Irish whiskey distillery

Roe & Co Distillery is an Irish whiskey distillery established in 2019, owned by Diageo. It is located on Thomas Street, Dublin, Ireland, near the Guinness' St. James' Gate brewery. The company's name is a tribute to George Roe, a historic Irish distiller.

==History==
The Thomas Street Distillery, run by the Roe Family, was once the largest in Britain and Ireland, with an output of two million gallons per annum at its peak. It was located opposite Guinness' St. James' Gate brewery. After the distillery closed in 1926, some of its buildings were purchased and incorporated into the Guinness Brewery.

In January 2017, Diageo, producers of Guinness, announced that they would invest €25 million in establishing a new distillery in the old brewery power house building on Thomas Street, close to the site of the original Thomas Street Distillery.

In June 2019, production at the new distillery started.

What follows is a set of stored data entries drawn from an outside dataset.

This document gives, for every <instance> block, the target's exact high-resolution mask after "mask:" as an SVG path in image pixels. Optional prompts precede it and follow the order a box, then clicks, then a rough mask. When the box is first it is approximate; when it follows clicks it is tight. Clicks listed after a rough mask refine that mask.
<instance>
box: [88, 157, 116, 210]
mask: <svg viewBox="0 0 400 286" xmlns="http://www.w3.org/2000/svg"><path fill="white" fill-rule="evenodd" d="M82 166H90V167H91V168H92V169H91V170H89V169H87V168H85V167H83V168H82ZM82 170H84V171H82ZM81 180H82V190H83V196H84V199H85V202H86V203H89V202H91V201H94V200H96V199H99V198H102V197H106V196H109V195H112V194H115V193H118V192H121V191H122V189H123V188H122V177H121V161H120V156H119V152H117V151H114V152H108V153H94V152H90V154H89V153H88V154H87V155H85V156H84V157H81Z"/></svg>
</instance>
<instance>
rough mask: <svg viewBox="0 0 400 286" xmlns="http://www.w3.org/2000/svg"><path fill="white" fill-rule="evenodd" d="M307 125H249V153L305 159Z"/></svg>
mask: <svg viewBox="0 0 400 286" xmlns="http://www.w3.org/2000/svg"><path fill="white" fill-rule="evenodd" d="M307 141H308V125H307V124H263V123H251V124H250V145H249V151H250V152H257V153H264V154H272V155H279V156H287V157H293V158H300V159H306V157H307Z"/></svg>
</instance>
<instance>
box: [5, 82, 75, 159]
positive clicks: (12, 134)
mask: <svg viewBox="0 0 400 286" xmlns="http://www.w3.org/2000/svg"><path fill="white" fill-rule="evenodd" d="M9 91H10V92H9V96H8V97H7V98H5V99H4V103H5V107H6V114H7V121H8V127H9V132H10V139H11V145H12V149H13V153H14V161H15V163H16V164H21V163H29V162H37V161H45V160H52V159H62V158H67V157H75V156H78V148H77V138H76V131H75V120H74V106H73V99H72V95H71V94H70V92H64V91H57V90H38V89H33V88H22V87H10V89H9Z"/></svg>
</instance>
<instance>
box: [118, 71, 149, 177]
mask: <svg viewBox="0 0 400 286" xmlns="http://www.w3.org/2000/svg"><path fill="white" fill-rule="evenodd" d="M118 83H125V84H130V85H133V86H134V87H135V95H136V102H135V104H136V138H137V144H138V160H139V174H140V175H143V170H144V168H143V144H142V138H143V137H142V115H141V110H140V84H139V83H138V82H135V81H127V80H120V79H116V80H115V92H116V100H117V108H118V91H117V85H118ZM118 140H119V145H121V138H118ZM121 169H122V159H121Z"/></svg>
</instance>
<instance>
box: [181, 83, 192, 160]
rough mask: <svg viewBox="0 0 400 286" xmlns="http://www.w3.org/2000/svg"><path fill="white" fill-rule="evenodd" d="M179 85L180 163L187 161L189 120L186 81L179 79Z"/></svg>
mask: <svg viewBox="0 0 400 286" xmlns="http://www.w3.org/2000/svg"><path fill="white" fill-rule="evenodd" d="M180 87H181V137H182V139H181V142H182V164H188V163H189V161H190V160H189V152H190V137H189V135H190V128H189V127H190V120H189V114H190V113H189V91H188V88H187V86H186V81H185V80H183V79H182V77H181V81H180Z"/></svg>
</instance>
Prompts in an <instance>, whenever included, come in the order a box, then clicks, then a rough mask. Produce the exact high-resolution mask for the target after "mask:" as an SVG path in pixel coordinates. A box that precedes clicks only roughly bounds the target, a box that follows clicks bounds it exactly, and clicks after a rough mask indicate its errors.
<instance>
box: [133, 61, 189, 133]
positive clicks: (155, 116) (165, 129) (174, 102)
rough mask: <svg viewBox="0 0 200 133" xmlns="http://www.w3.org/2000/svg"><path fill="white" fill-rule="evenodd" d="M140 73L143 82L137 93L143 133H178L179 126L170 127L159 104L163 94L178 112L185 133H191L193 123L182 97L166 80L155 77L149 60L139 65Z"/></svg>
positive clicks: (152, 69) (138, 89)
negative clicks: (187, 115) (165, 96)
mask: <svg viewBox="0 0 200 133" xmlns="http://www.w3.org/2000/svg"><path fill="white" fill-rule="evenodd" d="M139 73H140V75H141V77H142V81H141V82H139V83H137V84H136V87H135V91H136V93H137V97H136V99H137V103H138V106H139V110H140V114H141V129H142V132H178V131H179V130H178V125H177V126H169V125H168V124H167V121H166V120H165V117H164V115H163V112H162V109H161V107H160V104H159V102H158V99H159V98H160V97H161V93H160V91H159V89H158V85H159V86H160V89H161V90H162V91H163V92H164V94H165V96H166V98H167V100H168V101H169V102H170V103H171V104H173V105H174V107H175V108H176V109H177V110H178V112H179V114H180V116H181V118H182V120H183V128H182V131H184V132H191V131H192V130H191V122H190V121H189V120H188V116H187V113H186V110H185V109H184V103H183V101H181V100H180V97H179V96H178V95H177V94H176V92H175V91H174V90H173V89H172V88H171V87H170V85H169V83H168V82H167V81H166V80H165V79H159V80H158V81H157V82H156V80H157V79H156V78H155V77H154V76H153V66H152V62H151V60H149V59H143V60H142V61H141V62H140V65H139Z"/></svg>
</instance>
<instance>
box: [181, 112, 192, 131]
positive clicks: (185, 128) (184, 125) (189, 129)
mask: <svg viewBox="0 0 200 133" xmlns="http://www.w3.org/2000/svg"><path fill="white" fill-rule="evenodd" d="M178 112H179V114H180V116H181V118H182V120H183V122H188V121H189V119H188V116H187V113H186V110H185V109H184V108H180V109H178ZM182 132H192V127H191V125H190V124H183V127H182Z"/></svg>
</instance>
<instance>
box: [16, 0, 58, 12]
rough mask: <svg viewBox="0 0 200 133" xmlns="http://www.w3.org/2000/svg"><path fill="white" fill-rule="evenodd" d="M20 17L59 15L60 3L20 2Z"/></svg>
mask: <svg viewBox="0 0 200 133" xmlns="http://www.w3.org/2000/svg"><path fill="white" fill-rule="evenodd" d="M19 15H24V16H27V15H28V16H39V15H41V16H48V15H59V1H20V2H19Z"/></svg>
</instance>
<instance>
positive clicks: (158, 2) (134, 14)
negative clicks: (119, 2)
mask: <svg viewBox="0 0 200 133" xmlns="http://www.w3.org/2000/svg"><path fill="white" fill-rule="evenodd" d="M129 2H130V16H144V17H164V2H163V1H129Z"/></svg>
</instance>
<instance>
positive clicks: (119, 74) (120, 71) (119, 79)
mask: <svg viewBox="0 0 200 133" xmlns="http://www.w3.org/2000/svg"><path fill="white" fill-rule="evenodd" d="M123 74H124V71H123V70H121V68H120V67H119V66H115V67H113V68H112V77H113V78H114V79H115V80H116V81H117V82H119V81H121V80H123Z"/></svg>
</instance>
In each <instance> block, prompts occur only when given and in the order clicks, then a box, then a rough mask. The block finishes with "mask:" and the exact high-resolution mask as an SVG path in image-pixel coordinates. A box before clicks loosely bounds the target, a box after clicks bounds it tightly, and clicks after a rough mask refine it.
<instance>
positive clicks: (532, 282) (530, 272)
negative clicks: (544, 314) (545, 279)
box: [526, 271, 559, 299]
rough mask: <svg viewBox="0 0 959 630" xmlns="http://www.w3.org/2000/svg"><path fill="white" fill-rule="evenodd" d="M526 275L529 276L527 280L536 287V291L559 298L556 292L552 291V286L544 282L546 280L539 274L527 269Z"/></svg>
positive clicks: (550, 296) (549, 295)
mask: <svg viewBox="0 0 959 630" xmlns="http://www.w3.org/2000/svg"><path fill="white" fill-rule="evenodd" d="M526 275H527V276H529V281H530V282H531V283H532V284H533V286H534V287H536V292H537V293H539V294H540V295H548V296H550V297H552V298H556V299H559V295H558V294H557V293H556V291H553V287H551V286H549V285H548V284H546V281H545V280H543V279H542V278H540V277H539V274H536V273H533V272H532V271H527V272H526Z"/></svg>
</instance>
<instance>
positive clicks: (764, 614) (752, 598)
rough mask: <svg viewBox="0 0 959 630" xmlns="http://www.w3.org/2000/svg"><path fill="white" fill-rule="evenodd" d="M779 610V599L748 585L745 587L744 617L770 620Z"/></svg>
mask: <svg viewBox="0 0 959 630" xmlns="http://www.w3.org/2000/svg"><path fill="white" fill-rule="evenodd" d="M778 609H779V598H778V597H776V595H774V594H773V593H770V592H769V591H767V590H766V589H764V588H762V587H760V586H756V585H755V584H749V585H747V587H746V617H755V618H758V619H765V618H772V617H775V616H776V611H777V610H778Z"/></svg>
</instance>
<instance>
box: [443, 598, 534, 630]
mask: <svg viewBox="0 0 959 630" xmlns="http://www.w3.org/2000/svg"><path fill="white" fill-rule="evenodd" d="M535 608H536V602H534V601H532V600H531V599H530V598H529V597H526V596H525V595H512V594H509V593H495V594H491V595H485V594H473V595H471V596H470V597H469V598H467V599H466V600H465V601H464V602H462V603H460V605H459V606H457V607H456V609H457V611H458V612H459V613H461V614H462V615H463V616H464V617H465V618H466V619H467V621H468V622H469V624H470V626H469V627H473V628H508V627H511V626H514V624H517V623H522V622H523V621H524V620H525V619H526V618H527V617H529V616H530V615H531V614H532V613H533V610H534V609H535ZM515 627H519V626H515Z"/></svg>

In March 2019, Roe & Co started its U.S. launch in Massachusetts, Connecticut, Rhode Island, New Jersey, Maryland, and Washington, DC.

Roe & Co Distillery was named Ireland's Visitor attraction of the year and Brand innovator of the year at the Icons of Whisky Awards 2025.

==Products==
Diageo resurrected the original brand and launched a non-chill filtered, 45% ABV premium blended whiskey under the name "Roe & Co" in March 2017.